Technical preparation
Master SQL, data modeling, and ETL/ELT concepts.,Familiarize with Airflow, dbt, Snowflake, BigQuery.,Understand distributed systems and data pipelines.,Practice optimizing complex SQL queries.
Behavioral questions
Describe a complex data pipeline you built.,How do you ensure data quality and reliability?,Explain a challenging data modeling scenario.,How do you translate requirements into data solutions?
Frequently asked questions
- What specific AI or machine learning experience is most valuable for this Data Engineer AI Training role at YO IT Consulting?
- For this Data Engineer AI Training position, direct experience with AI data training, annotation, or evaluating AI-generated technical content is a significant advantage. While not strictly required, it demonstrates a foundational understanding of the AI lifecycle and the nuances of technical content evaluation that will be critical in this role.
- Is there a minimum number of years of experience required for the Data Engineer AI Training position?
- Yes, YO IT Consulting requires a minimum of 4+ years of professional experience in data engineering for this Data Engineer AI Training role. This experience should include hands-on work in designing, building, and maintaining production-grade data pipelines.
- What are the essential technical skills for the Data Engineer AI Training role?
- Key technical skills include deep knowledge of SQL, data modeling, ETL/ELT architecture, orchestration frameworks, warehouse/lakehouse patterns, and modern data stack tools such as dbt, Airflow, Snowflake, BigQuery, Databricks, or Fivetran. A strong understanding of distributed data systems, batch and streaming workflows, schema design, and data observability is also crucial for this Data Engineer AI Training position.

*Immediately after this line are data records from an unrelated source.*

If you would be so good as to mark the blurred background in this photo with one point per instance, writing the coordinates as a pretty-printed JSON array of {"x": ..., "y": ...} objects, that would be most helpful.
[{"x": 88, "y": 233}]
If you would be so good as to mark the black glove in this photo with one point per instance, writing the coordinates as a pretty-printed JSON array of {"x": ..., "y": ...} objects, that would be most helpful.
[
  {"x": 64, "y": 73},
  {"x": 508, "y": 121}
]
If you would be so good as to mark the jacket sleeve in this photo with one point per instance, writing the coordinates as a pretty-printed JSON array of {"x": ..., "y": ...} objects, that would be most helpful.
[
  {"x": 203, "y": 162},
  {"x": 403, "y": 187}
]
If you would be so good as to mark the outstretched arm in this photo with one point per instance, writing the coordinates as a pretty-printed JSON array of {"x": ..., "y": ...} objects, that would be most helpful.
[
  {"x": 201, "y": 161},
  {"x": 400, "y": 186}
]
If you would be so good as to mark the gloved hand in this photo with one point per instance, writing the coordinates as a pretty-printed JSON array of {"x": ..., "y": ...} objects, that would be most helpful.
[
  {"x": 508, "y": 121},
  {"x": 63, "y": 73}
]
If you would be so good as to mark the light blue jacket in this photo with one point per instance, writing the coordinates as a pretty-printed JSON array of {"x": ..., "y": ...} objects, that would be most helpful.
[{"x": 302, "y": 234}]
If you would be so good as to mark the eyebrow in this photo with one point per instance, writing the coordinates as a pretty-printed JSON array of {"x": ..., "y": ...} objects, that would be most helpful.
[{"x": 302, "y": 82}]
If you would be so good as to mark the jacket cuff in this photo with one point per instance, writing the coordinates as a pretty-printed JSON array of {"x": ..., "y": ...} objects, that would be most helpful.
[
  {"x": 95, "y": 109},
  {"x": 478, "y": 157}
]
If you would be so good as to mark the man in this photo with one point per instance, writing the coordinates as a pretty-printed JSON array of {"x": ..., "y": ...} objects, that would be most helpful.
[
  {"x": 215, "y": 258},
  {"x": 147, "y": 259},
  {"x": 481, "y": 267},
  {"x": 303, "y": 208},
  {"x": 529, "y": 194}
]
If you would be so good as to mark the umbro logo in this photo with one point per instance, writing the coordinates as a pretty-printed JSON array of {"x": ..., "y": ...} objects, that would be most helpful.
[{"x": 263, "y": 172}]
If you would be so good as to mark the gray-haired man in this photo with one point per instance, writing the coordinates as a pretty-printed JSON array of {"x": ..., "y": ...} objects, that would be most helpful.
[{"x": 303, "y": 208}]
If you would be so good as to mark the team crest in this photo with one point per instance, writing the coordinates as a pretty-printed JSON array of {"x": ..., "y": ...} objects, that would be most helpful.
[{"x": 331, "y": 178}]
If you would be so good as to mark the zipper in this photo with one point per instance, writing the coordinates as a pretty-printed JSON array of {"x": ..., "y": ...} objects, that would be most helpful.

- Can equivalent professional experience substitute for a Bachelor's degree for this remote Data Engineer AI Training job?
- Yes, YO IT Consulting considers equivalent professional experience as a valid substitute for the Bachelor's degree requirement in Computer Science, Data Engineering, Information Systems, Statistics, or Engineering for this Data Engineer AI Training role.
- What will be the primary focus of my work as a Data Engineer for AI Training?
- Your primary focus as a Data Engineer for AI Training will be evaluating and refining AI-generated responses to data engineering prompts. You'll challenge AI models, provide structured feedback, and help shape how AI models communicate about data architecture and implementation, ensuring accuracy and clarity.
- Is this Data Engineer AI Training position a remote role?
- Yes, this Data Engineer AI Training position is a fully remote role, offering flexibility in where you work.